Binge drinking poses a health issue for Italy

Binge drinking: 4.5 million Italians indulge

Life in Italy News

A new study from Italy’s National Alcohol Observatory paints a stark picture of drinking habits across the country, with binge drinking almost doubling among women in a decade and the elderly among the most at-risk and least-treated groups.

Italy may be synonymous with the civilised pleasures of a glass of wine with dinner, but a new report from the National Alcohol Observatory (ONA) of the Italian National Institute of Health lays out a considerably less temperate reality. Published on Wednesday ahead of the annual “Alcohol Prevention Day” workshop in Rome, the findings reveal that in 2024, approximately 36 million Italians consumed alcohol. That is equivalent to 77% of men and 57% of women. Of those, around 8.2 million people aged 11 and over were drinking in quantities and at a frequency harmful to their health.

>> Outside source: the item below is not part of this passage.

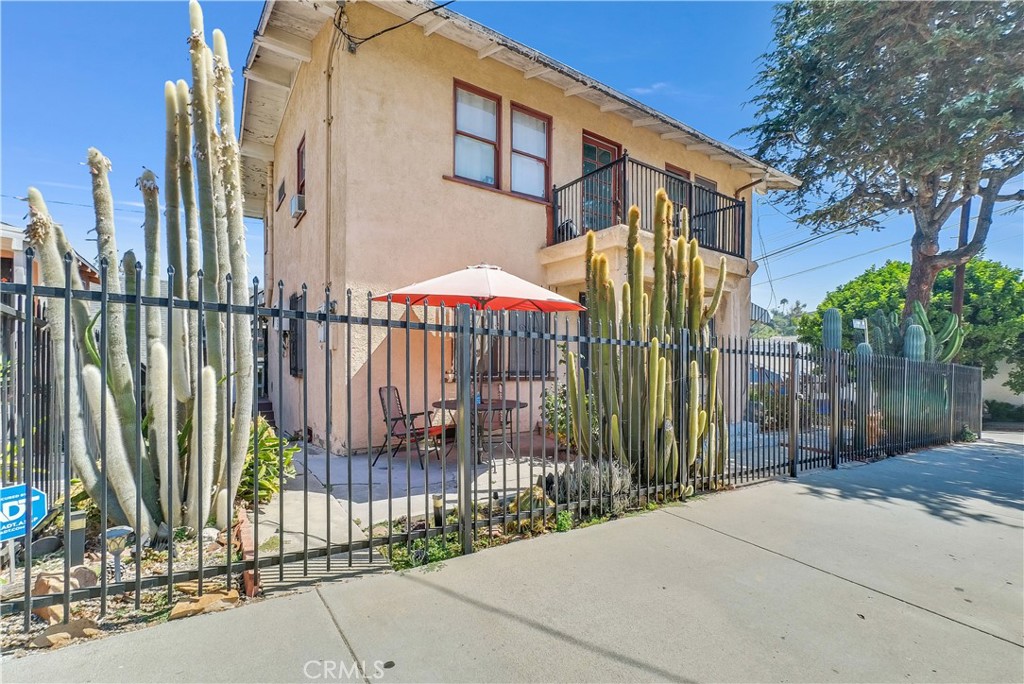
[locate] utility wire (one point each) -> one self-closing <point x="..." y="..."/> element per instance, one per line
<point x="855" y="256"/>
<point x="355" y="41"/>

Binge drinking: a growing epidemic

The report’s most alarming finding concerns binge drinking, i.e. drinking specifically to get drunk. Some 4.45 million Italians engage in the practice, including 79,000 under the age of 18. Looking at the 11-to-24 age bracket specifically, the report identifies 1.27 million at-risk consumers, 580,000 of whom are minors.

The sharpest rise, however, has been among women. Binge drinking has almost doubled across all female age groups over the past decade, with an 84% increase recorded between 2014 and 2024, from 2.5% to 4.6%. The report flags this trend as particularly concerning given the well-documented risks that alcohol consumption poses to foetal development.

The undertreated and the overlooked

Among those identified as dependent or impaired drinkers, the treatment gap is stark. The report estimates that 730,000 people already suffer from alcohol-related physical or mental health conditions requiring clinical intervention. However, only 8.3% are currently receiving care from specialist services.

The elderly represent a particular blind spot. “Particularly critical,” said Claudia Gandin of the ISS National Alcohol Observatory, “is the situation of the elderly population, one of the least reached targets by prevention efforts. This age group has the highest proportion of harmful consumers, often undetected by the National Health Service.”